Proof of concept implementation of Sigmabus https://eprint.iacr.org/2023/1406, a cool idea by George Kadianakis and Mary Maller and Andrija Novakovic.

Experimental code, do not use in production.

This PoC implements Sigmabus to prove & verify that $X=x\cdot G\in \mathbb{G}$ for a public input $X\in \mathbb{G}$ and a private input $x\in {\mathbb{F}}_r$ ($\mathbb{G}$'s ScalarField), while the circuit is defined on ${\mathbb{F}}_r$ (note that $\mathbb{G}$ coordinates are on ${\mathbb{F}}_q$ ($\mathbb{G}$'s BaseField)).

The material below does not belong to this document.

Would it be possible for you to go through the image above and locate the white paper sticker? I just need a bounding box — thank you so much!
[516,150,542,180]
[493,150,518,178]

Proving $X=x\cdot G$ with a 'traditional' approach in a zkSNARK circuit, would require non-native arithmetic for computing the scalar multiplication $x\cdot G\in \mathbb{G}$ over ${\mathbb{F}}_r$, which would take lot of constraints. The number of constraints in the circuit for this Sigmabus instantiation mainly depends on the constraints needed for 2 Poseidon hashes.

Let $\mathbb{G}$ be BN254's $G1$, an example of usage would be:

// generate the trusted setup
let params = Sigmabus::<Bn254>::setup(&mut rng, &poseidon_config);

// compute X = x * G
let x = Fr::rand(&mut rng);
let X = G1Projective::generator().mul(x);

// generate Sigmabus proof for X==x*G
let mut transcript_p = PoseidonTranscript::<G1Projective>::new(&poseidon_config);
let proof = Sigmabus::<Bn254>::prove(&mut rng, &params, &mut transcript_p, x);

// verify Sigmabus proof for X==x*G
let mut transcript_v = PoseidonTranscript::<G1Projective>::new(&poseidon_config);
Sigmabus::<Bn254>::verify(&params, &mut transcript_v, proof, X).unwrap();